Updated news on the Gambino, Genovese, Bonanno, Lucchese and Colombo Organized Crime Families of New York City.

Thursday, April 26, 2012

Emilio Fusco jurors in New York hear 7 days of testimony in mob murder trial

4 more mob mugs 42612.jpg
Western Massachusetts mob figures mentioned in the Emilio Fusco murder trial in New York include, clockwise from top left, Fusco and Anthony Arilllotta, and Adolfo Bruno and Gary Westerman, both deceased.
Prosecutors rested their case Thursday afternoon against Emilio Fusco, accused of two mob-related murders in Western Massachusetts, after seven days of testimony and dozens of witnesses in U.S. District Court.
The government closed with witnesses that included the Italian police official who arrested Fusco at a bus stop in Santaniello, Italy on July 29, 2010.
Fusco, of Longmeadow, is accused in the 2003 murders of Springfield, Mass., crime boss Adolfo "Big Al" Bruno and street thug Gary D. Westerman, plus a string of extortions, drug deals and illegal gaming rings.
Fusco, 43, an Italian native who immigrated to western Massachusetts in the 1990s, had denied all charges.
Testifying through an interpreter, Massimiliano Guidone said he and eight other investigators with the "carabinieri" tailed Fusco to Santaniello, where Fusco had rented an apartment in the Italian countryside.
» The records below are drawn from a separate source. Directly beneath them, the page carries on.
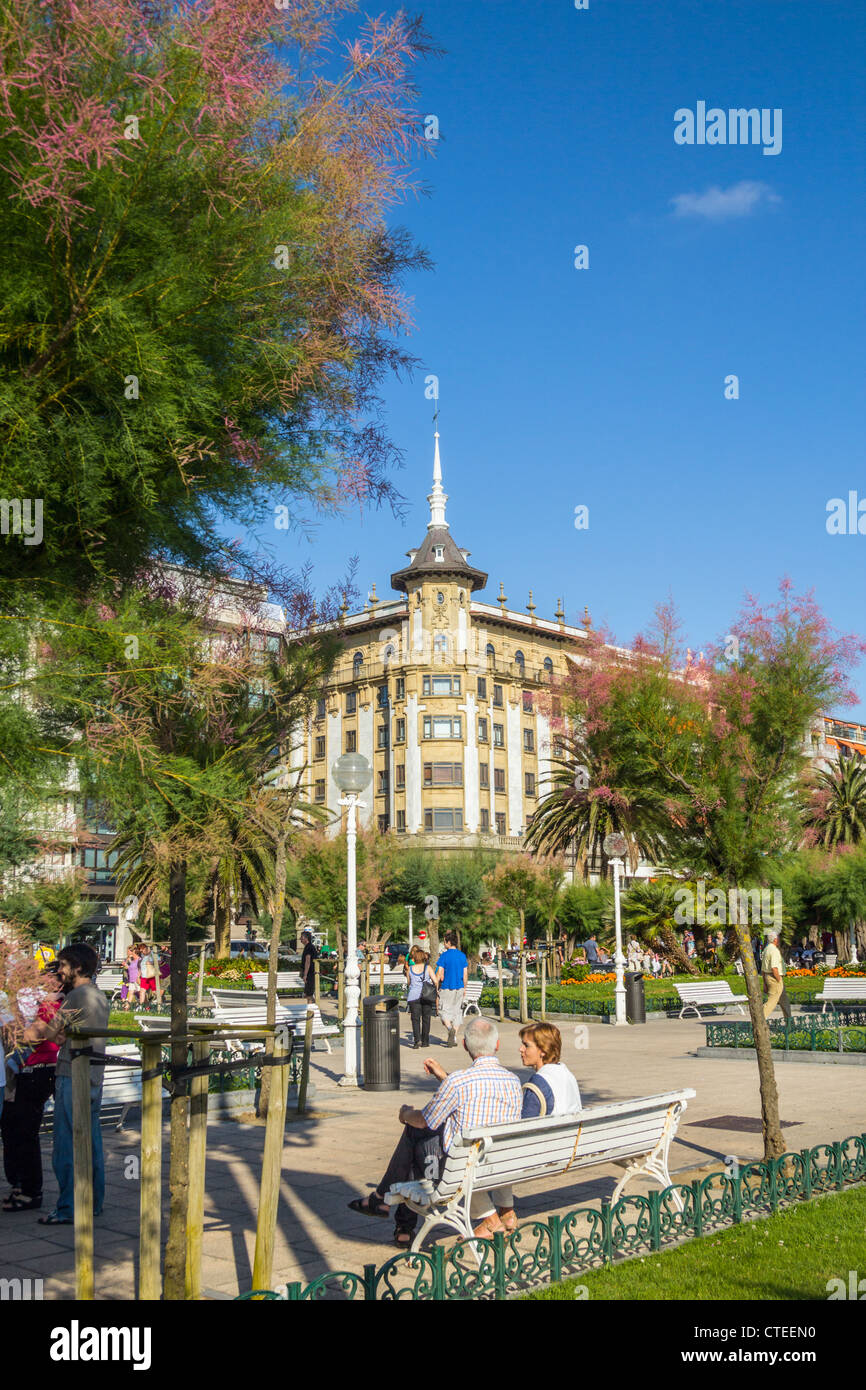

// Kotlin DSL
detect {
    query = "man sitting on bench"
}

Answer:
[349,1017,523,1250]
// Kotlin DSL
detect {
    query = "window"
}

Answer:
[424,714,461,738]
[424,763,463,787]
[424,806,463,830]
[421,676,460,695]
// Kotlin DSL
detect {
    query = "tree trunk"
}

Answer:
[164,860,189,1301]
[735,923,785,1159]
[214,890,232,960]
[259,833,288,1119]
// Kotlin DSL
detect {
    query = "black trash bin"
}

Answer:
[363,994,400,1091]
[626,970,646,1023]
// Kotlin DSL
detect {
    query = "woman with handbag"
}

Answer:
[405,947,439,1048]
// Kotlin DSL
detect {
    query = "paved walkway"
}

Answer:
[0,1016,865,1300]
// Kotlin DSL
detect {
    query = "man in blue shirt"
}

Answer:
[436,931,468,1047]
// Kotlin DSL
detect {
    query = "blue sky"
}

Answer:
[247,0,866,719]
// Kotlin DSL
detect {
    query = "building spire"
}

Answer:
[427,402,448,531]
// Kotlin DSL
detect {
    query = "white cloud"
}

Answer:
[670,179,781,222]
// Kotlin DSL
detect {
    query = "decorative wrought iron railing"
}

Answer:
[705,1006,866,1054]
[233,1134,866,1302]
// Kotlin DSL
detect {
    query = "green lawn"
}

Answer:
[525,1188,866,1301]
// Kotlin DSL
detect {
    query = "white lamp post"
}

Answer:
[603,831,628,1026]
[331,753,373,1086]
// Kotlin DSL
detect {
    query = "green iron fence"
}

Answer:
[240,1134,866,1302]
[705,1008,866,1052]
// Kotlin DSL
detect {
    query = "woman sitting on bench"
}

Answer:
[471,1023,584,1236]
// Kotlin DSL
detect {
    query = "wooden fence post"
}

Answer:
[196,942,204,1009]
[186,1040,210,1301]
[139,1043,163,1302]
[70,1038,93,1302]
[297,1009,313,1115]
[253,1026,288,1289]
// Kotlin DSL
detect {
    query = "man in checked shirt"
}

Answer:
[349,1017,523,1250]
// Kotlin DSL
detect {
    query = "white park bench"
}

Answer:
[214,998,339,1052]
[385,1090,695,1251]
[674,980,745,1017]
[250,970,303,992]
[815,976,866,1013]
[44,1044,142,1130]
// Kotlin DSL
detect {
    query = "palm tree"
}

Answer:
[525,735,664,877]
[623,878,698,974]
[803,752,866,849]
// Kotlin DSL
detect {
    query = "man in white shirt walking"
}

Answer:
[760,927,791,1023]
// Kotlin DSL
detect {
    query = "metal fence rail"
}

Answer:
[233,1128,866,1302]
[705,1008,866,1052]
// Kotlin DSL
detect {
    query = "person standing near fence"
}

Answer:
[300,931,318,1004]
[403,947,438,1048]
[436,931,468,1047]
[39,944,110,1226]
[760,929,791,1023]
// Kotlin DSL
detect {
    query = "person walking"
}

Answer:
[300,931,318,1004]
[436,931,468,1047]
[760,927,791,1023]
[405,947,438,1048]
[32,942,110,1226]
[0,965,63,1212]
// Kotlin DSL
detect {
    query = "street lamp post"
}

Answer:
[331,753,373,1087]
[603,831,628,1027]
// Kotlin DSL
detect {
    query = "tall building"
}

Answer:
[306,432,588,849]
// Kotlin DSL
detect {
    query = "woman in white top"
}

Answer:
[471,1023,584,1236]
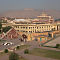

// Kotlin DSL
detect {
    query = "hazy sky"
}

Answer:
[0,0,60,12]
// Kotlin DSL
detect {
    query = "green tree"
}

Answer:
[9,52,19,60]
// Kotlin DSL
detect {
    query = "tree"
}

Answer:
[0,23,2,29]
[16,46,20,49]
[9,52,19,60]
[4,49,8,53]
[22,34,27,42]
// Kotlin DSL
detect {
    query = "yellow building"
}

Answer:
[2,23,58,33]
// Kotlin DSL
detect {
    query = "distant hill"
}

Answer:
[0,9,60,19]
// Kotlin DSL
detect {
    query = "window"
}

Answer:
[26,27,27,29]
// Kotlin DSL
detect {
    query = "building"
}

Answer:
[0,28,19,40]
[32,12,54,23]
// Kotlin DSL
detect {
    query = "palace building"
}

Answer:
[32,12,54,23]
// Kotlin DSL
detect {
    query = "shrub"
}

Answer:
[9,52,19,60]
[56,44,60,48]
[24,49,29,54]
[16,46,20,49]
[4,49,8,53]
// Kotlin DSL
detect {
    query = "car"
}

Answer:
[2,42,13,45]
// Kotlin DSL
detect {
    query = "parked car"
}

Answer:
[2,42,13,45]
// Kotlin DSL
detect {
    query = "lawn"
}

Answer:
[17,45,30,50]
[30,48,60,60]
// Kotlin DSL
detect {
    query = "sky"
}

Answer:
[0,0,60,12]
Guidone told jurors he hid in a shed near Fusco's apartment for six hours on July 29,2010 until Fusco emerged on the road nearby and walked to a bar in the town square. The investigator said he finally approached Fusco at a bus stop to arrest him.
The government has argued Fusco fled to avoid prosecution amid intense publicity about a law enforcement dig for Westerman's body in a wooded lot in Agawam, Mass., in April of 2010 and speculation that mob captain Anthony J. Arillotta was cooperating with the FBI and state police.

Arillotta testified against Fusco for nearly four days in this trial under a plea deal, telling jurors he and Fusco were among four men who shot and bludgeoned Westerman to death before burying him in a ditch.
Defense lawyer Richard B. Lind has argued Fusco traveled to Italy to attend his sister's 50th birthday party in mid-April of 2010, and among the witnesses the defense called this afternoon was Fusco's sister, Angela Fusco, of Quindici, Italy.
Through an interpreter, Angela Fusco testified that her brother arrived for her birthday party a few days before and was delayed in coming back by their mother's health problems and a volcanic eruption that disrupted European plane travel that year.
"I told him not to leave. It's not the right time. My mother was crying," Angela Fusco told jurors.
The testimony had a stuttery feel to it when Angela Fusco became intermittently confused by the questions. She left the witness stand with her brother becoming agitated and apparently scolding her in Italian.
Other witnesses for the defense included noted Boston criminal defense lawyer Anthony M. Cardinale, who represented Fusco in a 2001 loan-sharking case that yielded a three-year prison stint for Fusco under a plea deal - and produced a court document prosecutors in this case say effectively sealed a death warrant for Bruno.
Within a presentencing summary for Fusco, there was a reference to Bruno confirming to an FBI agent that Fusco was a "made man" in the Genovese family, which incensed Fusco, according to Cardinale, until the lawyer explained to his client that the reference did not equate to Bruno being "a rat."
"I told him that (if Bruno were formally cooperating with the government) it would never be disclosed in this fashion," Cardinale testified.
The Boston attorney conceded on cross-examination that he has represented a string of gangsters over 35 years as a trial lawyer, including the late Gambino boss, John Gotti.
Defense lawyer Richard Lind told U.S. District Judge P. Kevin Castel that he intends to call Westerman's widow, Sandra Berardi, to the witness stand and Springfield businessman Carmino Bonavita, who was partners with Bruno in an ill-fated cigarette exporting deal in 2002 the defense contends was at the root of his demise in the Genovese family.
Testimony is scheduled to resume Monday in U.S. District Court.